If you are a motorist in Letterkenny this week you will be fed up by this stage at the number of disruptions to traffic in Letterkenny this last eight months or so.
I think this has been the worst to date and the fact that two major sets of sewage upgrades are happening at the same time has brought the town to a complete standstill.
On yer bike
Joe Harkin didn’t invent the wheel but he made good use of it while he was in business.
80 years ago in 1938, he opened a bicycle shop on the Port Road in Letterkenny after learning his trade in Calhoun’s Bicycle Shop at the other end of the town at Lower Main St.
Along with repairing bicycles, he was a dab hand at mending clocks and watches.
Joe became famous in Letterkenny for two things, his “cycling man” that he made himself that sat on the window complete with the No 7 on the back of cyclists shirt capturing the amazement of young and old as they watched the paddles go around and round.
Then there was the clock which he also repaired which he had in the shop that never missed a minute.
I was sitting in a traffic jam on Monday evening that stretched from Joe Harkin’s old shop on the Port Road right through to the foot of the town at Lower Main Street in Letterkenny.
Back in Joe’s time, the town was more simple, it had fewer roads and less traffic.
The nearest you got to bypassing Letterkenny was if you turned right at the top of the Port Road and headed up the High Road to head for the likes of Falcarragh or Gweedore.
Hub
The Market Square was the hub of the Cathedral Town with bus stops, cafes, taxi ranks, garages, public toilets and plenty of car parking space.
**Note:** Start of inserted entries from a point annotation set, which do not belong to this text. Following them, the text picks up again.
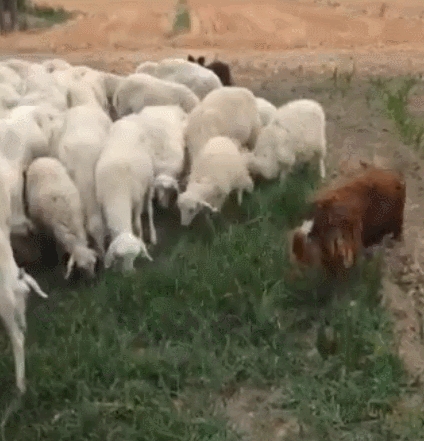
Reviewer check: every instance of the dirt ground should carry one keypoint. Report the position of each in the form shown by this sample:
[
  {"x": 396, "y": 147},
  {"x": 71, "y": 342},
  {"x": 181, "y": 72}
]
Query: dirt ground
[{"x": 283, "y": 41}]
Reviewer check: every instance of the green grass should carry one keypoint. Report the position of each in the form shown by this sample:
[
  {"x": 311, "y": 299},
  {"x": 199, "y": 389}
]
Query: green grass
[
  {"x": 214, "y": 312},
  {"x": 53, "y": 15},
  {"x": 395, "y": 94}
]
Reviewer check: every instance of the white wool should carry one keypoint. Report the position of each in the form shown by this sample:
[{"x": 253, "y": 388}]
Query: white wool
[
  {"x": 216, "y": 171},
  {"x": 165, "y": 126},
  {"x": 267, "y": 111},
  {"x": 124, "y": 185},
  {"x": 84, "y": 135},
  {"x": 197, "y": 78},
  {"x": 296, "y": 134},
  {"x": 15, "y": 284},
  {"x": 140, "y": 90},
  {"x": 227, "y": 111},
  {"x": 54, "y": 202}
]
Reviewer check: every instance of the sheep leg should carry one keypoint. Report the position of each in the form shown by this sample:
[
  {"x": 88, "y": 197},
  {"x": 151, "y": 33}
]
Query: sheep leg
[
  {"x": 240, "y": 196},
  {"x": 322, "y": 168},
  {"x": 137, "y": 223},
  {"x": 17, "y": 337},
  {"x": 152, "y": 229}
]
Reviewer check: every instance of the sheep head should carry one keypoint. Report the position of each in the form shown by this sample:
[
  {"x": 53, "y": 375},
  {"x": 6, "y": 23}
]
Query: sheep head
[
  {"x": 190, "y": 206},
  {"x": 26, "y": 282},
  {"x": 164, "y": 186},
  {"x": 304, "y": 249},
  {"x": 84, "y": 258},
  {"x": 125, "y": 248}
]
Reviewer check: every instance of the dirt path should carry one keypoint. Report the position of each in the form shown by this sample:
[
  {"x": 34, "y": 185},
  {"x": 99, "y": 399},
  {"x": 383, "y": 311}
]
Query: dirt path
[{"x": 279, "y": 40}]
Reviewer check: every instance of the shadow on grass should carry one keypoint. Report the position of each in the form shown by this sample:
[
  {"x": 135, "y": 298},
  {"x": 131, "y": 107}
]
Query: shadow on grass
[{"x": 214, "y": 309}]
When the Folk Festival arrived the Market Square doubled as an open-air arena as locals landed and built a stage and the ESB and P&T men got a lend of ladders from their work to put up bunting around the town in the evening.
The sponsors gifted them with crates of cigarettes in return for their goodwill.
Christmas Lights
Back then, even the Christmas lights were switched on from Joe Harkin’s house at the top of the town, which was located where the TSB Bank is now.
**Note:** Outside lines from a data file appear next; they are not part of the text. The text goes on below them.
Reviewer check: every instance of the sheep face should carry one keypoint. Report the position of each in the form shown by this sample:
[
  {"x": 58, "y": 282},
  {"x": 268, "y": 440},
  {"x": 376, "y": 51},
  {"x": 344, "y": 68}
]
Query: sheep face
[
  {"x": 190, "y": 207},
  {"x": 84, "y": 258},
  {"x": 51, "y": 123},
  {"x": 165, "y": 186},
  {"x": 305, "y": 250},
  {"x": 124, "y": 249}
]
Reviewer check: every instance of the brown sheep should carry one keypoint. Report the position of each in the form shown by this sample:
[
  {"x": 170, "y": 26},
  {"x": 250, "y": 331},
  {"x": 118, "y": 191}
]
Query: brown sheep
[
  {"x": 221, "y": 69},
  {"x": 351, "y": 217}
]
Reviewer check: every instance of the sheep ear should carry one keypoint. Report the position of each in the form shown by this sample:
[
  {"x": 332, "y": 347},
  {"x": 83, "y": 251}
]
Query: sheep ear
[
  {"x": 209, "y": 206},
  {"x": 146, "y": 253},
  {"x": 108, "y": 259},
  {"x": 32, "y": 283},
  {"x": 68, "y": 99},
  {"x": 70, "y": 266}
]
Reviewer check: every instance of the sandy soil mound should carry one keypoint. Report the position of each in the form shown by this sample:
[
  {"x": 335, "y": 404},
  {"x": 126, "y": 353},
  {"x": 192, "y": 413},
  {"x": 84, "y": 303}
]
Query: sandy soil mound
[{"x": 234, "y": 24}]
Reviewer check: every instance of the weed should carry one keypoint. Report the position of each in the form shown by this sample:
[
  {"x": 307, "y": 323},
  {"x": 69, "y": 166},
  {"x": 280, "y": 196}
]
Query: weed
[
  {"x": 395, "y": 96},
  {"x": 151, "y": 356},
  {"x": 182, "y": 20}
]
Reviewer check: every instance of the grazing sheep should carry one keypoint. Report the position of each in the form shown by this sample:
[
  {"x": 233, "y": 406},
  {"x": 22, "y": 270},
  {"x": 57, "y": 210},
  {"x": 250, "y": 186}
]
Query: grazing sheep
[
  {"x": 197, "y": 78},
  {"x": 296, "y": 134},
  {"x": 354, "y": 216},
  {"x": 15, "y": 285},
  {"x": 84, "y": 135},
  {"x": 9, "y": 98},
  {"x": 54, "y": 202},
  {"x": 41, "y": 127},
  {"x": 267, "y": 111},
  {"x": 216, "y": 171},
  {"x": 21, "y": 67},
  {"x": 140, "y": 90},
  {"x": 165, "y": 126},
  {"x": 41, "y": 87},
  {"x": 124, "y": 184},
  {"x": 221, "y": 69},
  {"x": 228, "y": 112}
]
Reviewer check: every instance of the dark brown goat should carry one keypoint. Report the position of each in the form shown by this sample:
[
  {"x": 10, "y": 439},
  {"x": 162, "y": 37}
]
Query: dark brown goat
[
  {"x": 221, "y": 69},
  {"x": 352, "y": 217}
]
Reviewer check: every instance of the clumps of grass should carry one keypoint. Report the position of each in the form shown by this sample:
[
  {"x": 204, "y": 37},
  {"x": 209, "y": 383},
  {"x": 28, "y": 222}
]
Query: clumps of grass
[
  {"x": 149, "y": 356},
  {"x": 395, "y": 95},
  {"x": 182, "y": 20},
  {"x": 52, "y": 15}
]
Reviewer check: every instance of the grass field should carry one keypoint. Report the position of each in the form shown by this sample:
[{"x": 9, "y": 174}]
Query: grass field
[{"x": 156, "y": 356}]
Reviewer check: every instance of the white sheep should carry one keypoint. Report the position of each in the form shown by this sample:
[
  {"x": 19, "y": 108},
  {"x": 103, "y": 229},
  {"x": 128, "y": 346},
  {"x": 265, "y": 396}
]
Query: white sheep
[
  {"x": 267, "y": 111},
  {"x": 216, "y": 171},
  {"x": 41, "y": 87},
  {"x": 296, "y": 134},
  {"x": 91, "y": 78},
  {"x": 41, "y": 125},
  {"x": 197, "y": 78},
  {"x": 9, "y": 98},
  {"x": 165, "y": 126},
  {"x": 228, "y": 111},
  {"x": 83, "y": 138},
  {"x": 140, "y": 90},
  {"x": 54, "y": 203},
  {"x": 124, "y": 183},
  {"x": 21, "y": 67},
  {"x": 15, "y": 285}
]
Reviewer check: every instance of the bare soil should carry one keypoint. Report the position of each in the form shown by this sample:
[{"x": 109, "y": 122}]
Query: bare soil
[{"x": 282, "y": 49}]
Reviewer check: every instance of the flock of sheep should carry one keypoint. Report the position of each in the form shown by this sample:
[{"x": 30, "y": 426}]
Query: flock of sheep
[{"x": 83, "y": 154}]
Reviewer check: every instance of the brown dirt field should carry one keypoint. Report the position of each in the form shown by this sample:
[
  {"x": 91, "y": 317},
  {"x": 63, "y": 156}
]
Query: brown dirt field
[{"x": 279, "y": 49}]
No formal switching on of the lights in those days, just stand up on a chair at the meter box behind the from door and screw in a fuse to switch the lights on and then screw out the fuse before Joe went to bed, that was the timer switch of Letterkenny Christmas back then.
Trenches
In the summer of 74, a gang of men arrived to start work at the back of our home in Wolfe Tone Place and dug a trench which went up to the road at the back of the house and then headed up through the fields into the countryside.
Most of the work was done by hand and it took the men the most of the summer holidays to finish it.
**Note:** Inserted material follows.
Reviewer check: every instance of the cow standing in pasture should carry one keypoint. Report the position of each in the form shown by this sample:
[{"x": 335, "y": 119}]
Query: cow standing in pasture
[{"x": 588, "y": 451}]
In the evenings when they went home, we used the trenches for playing cowboys and Indians and Hide-and-Seek.
One would count up to a hundred and we would hide in the newly built bunkers and then towards the end of the summer a big digger arrived and filled the trench in.
It turned out it was the sewer pipes for the second phase of Dr Mcginley Road housing estate.
Spokes on a wheel
I know you never would get away with any of that now, but back then the community were the spokes in the business wheel that was Letterkenny.
Sitting in traffic jam after traffic jam this week makes me think how disconnected Letterkenny has become from itself.
Who, what or where is the hub of this town anymore?
The drive to expand and extend the boundaries without getting a chance to put a proper structure in place and finish plans for link roads which are included in roundabouts that now sit idle going nowhere.
Letterkenny is hard to get through at the best of times even without any roadworks.
They arteries in Letterkenny are smaller than the flow that is being forced through them morning noon and night.
The hub in Letterkenny has too few spokes connecting it with the rim on the outside.
And even the late Joe Harkin could have told you that a hub had to be connected and balanced with the rim in order to keep the rim true.
Wheel builders like Joe Harkin knew the connection with the hub. Its spokes and the rim needed to be balanced in order for a wheel to run straight and true.
Overnighting a single spoke can kink the wheel and in the case of Letterkenny’s traffic, too few spokes in the shape of unfinished link roads are the problems faced with traffic in Letterkenny.